Several web-based databases to search similar substructures are freely available in the public domain. PROCAT (
Wallace et al., 1997) uses a geometric hashing algorithm to build and search 3D enzyme active site templates from conserved geometry. WEBFEATURE (
Bagley and Altman, 1995;
Liang et al., 2003) applies a Bayesian supervised learning algorithm for a succinct characterization of the site microenvironment, expressed in terms of a set of biochemical properties. However, the results are sensitive to assumptions about background distributions and training sites chosen. The PINTS (Patterns in non-homologous tertiary structures) server (
Stark and Russell, 2003) allows for searches of a reasonably large number of predefined structure and function motifs in three different ways: (1) protein versus pattern database (2) pattern versus protein database and (3) pairwise comparison of proteins. This work is significant as it detects similarities in the spatial arrangement of side chains among protein structures without any prior knowledge of the active or binding site (
Russell, 1998). It also develops a statistics to calculate the significance of root-mean-square deviation (RMSD) between spatial positions of equivalent amino acids after optimal superimposition of matching structural patterns (
Stark and Russell, 2003). However, the algorithm is developed to find local patterns (radius <7.5 Å) in non-homologous proteins, exclusively, and suffers if two similar proteins are compared. It excludes amino acids with side chains containing only H and C atoms (Ala, Phe, Gly, Ile, Leu, Pro and Val) that are not specific enough to efficiently discriminate between correct and false matches.

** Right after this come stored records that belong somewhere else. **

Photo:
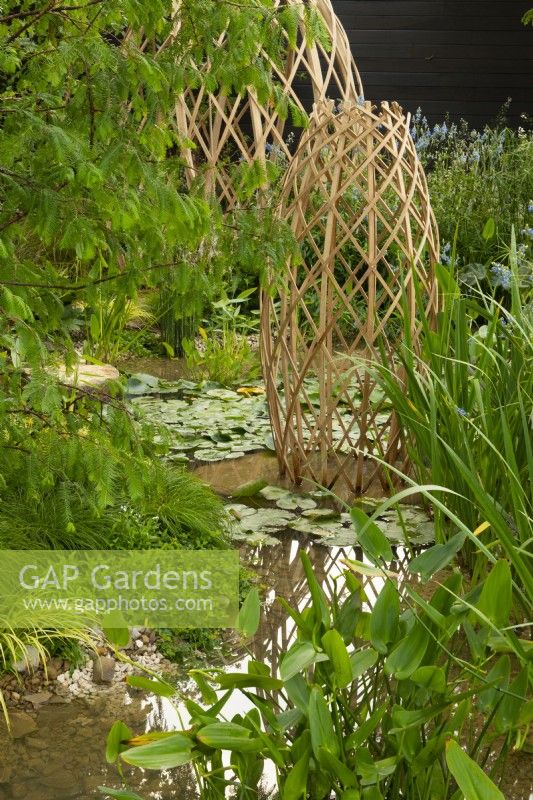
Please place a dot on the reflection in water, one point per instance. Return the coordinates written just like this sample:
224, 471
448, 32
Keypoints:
64, 758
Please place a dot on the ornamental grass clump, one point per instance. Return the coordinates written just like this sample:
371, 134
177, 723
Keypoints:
465, 402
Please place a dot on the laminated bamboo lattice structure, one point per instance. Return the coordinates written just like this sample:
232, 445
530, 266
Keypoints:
356, 196
226, 129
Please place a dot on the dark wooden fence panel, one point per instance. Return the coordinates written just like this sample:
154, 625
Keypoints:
464, 58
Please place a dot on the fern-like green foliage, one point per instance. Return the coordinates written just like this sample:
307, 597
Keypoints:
94, 208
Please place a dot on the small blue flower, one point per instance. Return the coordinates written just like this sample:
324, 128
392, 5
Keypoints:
501, 275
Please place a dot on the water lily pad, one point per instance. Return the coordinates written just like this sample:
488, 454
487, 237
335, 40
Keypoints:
250, 489
321, 514
140, 383
267, 519
274, 492
294, 502
209, 455
239, 510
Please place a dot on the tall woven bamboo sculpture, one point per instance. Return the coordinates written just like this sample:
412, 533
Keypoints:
227, 129
356, 196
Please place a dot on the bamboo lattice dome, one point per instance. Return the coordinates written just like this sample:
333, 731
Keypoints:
225, 129
356, 196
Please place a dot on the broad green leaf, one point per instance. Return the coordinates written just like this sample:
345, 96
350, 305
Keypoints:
321, 724
489, 231
335, 648
156, 687
229, 736
498, 680
300, 656
120, 794
243, 680
385, 617
330, 762
350, 794
361, 661
496, 597
172, 751
408, 653
209, 695
320, 606
472, 781
437, 557
250, 489
119, 733
295, 787
297, 691
431, 678
512, 702
371, 538
364, 731
250, 614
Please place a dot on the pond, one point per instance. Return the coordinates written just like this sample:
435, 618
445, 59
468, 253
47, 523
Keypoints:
64, 758
224, 436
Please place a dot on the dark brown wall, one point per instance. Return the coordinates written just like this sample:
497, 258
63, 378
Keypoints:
446, 56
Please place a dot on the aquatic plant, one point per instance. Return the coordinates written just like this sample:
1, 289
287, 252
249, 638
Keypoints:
371, 701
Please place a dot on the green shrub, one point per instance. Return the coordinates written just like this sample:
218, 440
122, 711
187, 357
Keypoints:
474, 177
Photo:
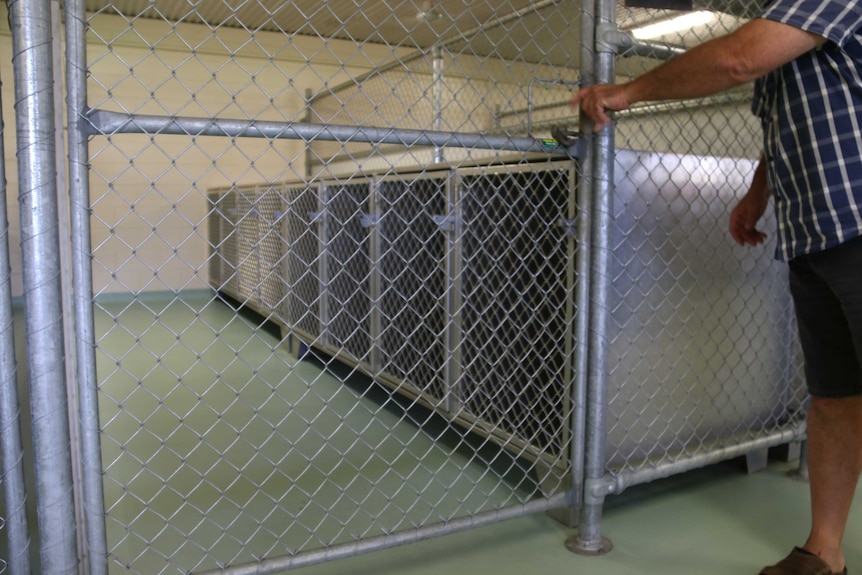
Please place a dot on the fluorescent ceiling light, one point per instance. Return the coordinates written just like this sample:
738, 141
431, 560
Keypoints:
684, 22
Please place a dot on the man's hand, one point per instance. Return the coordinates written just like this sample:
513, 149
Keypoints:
746, 214
596, 101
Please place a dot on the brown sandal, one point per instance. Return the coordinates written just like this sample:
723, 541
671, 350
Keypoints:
800, 562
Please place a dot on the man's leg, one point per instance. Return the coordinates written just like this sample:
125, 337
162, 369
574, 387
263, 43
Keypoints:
834, 465
827, 293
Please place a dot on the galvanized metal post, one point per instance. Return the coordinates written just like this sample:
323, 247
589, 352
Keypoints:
438, 100
584, 204
82, 278
34, 111
11, 450
589, 539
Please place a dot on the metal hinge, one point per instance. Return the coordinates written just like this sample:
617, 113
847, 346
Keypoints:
445, 223
369, 220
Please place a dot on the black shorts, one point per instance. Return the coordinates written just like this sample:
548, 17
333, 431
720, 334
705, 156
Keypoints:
827, 292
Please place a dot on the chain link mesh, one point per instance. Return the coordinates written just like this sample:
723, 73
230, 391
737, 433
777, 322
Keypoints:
704, 353
307, 344
303, 344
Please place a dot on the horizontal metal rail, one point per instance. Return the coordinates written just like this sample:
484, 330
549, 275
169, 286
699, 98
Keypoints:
346, 550
616, 483
109, 123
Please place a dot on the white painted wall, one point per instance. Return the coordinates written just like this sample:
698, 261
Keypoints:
148, 195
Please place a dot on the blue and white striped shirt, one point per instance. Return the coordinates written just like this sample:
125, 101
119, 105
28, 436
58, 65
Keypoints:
811, 111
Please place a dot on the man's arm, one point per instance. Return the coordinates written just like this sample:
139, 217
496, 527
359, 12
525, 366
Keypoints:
756, 48
749, 210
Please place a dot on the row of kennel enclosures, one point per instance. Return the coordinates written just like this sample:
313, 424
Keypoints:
443, 284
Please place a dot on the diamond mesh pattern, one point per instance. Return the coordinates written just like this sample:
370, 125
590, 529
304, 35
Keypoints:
703, 341
413, 278
514, 284
421, 368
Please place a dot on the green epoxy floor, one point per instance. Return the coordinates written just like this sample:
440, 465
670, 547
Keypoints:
160, 400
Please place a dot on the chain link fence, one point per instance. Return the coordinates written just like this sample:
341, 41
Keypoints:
335, 279
307, 344
703, 353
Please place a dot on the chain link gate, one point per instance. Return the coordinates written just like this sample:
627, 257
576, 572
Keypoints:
333, 275
697, 337
333, 281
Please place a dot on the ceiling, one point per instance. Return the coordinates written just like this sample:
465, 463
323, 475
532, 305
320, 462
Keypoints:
533, 30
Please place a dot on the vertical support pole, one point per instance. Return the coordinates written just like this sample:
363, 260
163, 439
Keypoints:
66, 273
589, 539
454, 294
583, 207
11, 450
82, 278
34, 111
438, 99
375, 279
309, 98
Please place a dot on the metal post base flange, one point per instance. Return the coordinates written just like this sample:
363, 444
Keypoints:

Two other unsupervised methods have proved to conduct successful discovery of novel sequence–structure pattern. I-site (
Bystroff and Baker, 1998) is a library of short sequence patterns that strongly correlate with 3D structural elements of protein. It provides a new methodology for local structure prediction. TRILOGY (
Bradley et al., 2002) treats both sequence and structure component as patterns, which are identified and extended simultaneously during the search process. Thousands of significant sequence–structure patterns were discovered in this work. However, patterns of structurally conserved residues are not necessarily adjacent in the protein sequence and can occur in any order, such as the trypsin-like catalytic triad. Patterns that lack sequence–pattern component will not be detected by these algorithms.
In this work, a novel unsupervised learning approach is proposed to discover FPs in protein (sub)families. In addition to sequence and structure similarities, structural dynamics are considered. These patterns are thus characterized in terms of their dynamics, biochemistry and geometry in the microenvironment. Without any sequence alignment, structurally conserved residues whose sequence and order are not necessarily well maintained can be identified. Experiments indicate different patterns in the microenvironment at the catalytic triad of the examined three protease subfamilies, which are correctly distinguished in the detected patterns.